May 17 (Bloomberg) -- Banks pushed Turkish stocks higher a day after Moody’s Investors Service raised the country to investment grade and the central bank cut interest rates to a record low.
The 16-member banking index climbed 0.8 percent to 198,791.52 points at 4:14 p.m. in Istanbul today, heading for the highest level since at least May 2001 and pushing the Borsa Istanbul National 100 index up 0.5 percent. Turkiye Garanti Bankasi AS rose 1.4 percent, while Akbank TAS added 0.5 percent and Turkiye Sinai Kalkinma Bankasi AS rose 1.9 percent.
Moody’s yesterday raised Turkey’s government bond ratings by one step to investment-grade Baa3. Earlier, the central bank in Ankara lowered its benchmark repo rate by 0.5 percentage point to 4.5 percent while also trimming the top and bottom ends of its so-called interest-rate corridor by the same amount to 6.5 percent and 3.5 percent, respectively.

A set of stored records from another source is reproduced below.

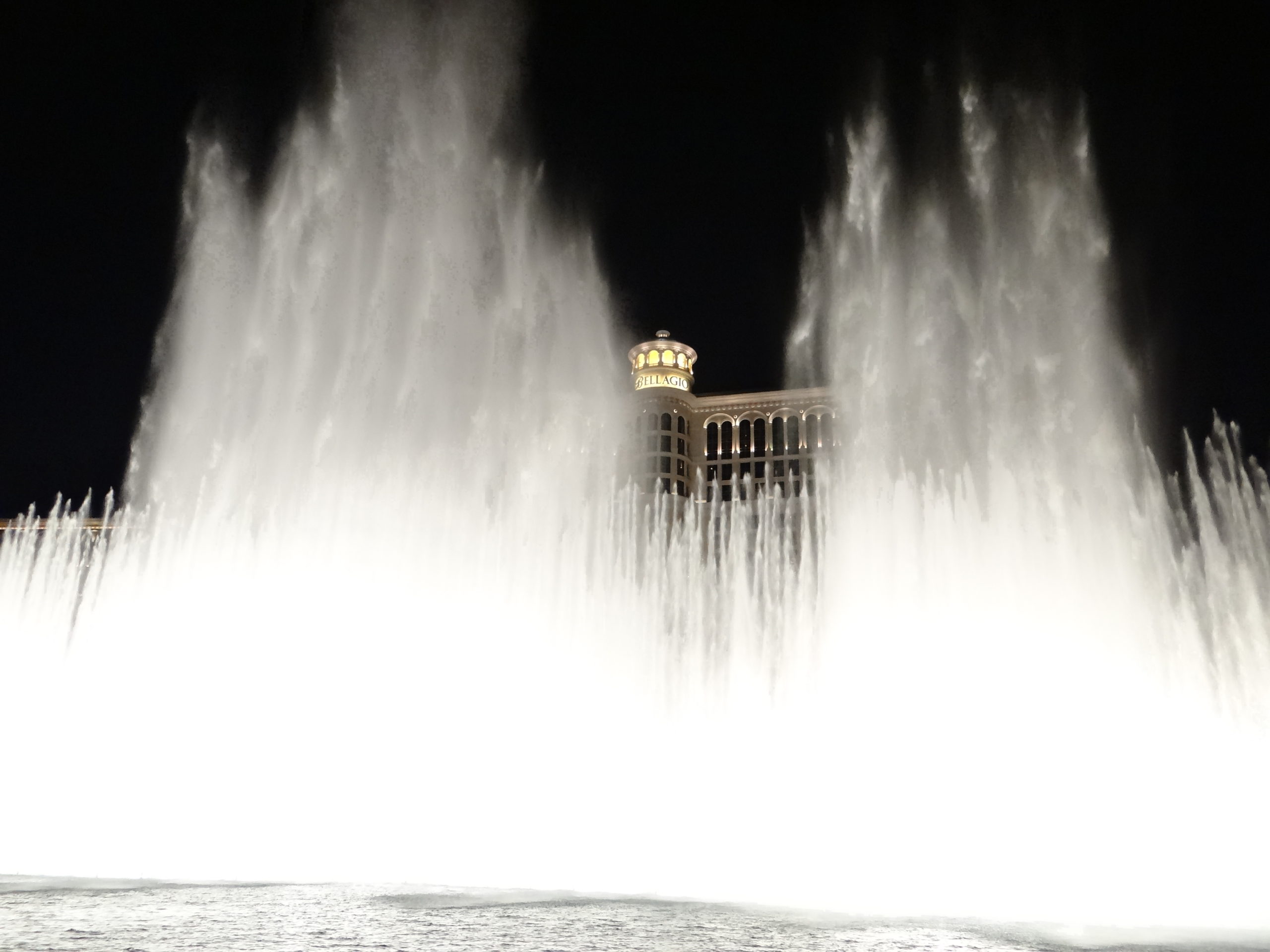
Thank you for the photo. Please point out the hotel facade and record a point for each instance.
(726, 446)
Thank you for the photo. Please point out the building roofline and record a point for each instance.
(765, 397)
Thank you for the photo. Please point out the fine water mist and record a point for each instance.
(382, 603)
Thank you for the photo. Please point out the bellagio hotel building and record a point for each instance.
(723, 446)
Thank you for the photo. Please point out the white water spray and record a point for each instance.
(381, 607)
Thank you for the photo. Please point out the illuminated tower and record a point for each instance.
(662, 371)
(727, 447)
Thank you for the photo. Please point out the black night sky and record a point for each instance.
(698, 139)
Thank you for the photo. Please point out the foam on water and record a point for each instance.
(381, 604)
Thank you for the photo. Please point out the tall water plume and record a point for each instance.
(381, 606)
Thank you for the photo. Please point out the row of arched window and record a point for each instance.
(756, 438)
(663, 358)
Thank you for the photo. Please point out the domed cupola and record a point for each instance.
(663, 363)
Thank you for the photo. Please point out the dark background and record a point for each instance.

“The Moody’s upgrade will help capital inflows shift to long-term from short-term, while helping to make the low interest rate environment sustainable,” Muge Dagistan, an analyst at FinansInvest in Istanbul, said in a phone interview today. “Both are positive for banks.” With Turkey going through “a complete re-rating,” the economy’s recovery will be stronger this year, Dagistan said.
The Turkish economy expanded 2.2 percent in 2012, down from 8.8 percent in 2011. Fitch Ratings raised Turkey to investment grade in November, while Standard & Poor’s ranks the country BB+, one level into junk. S&P may upgrade Turkey in the next six to nine months, Zsolt Papp, who manages around $2.5 billion of emerging-market debt at Union Bancaire Privee in Zurich, said in a note e-mailed today.
Turkey’s banking index advanced 22 percent this year. Akbank and Garanti, which account for a combined 52 percent of the gauge, trade at forward price-to-earnings multiples of 12 and 12.7, respectively, data compiled by Bloomberg show. That compares with 6 for Sberbank of Russia, 9.8 for Brazil’s Itau Unibanco Holding SA and 15.4 for Poland’s Bank Pekao SA.
“The central bank will continue cutting, because it’s fighting against capital inflows that risk lira appreciating too much,” Dagistan said. “These cuts will support the decline in bond yields, which in turn will allow banks to profit on their bond portfolios.”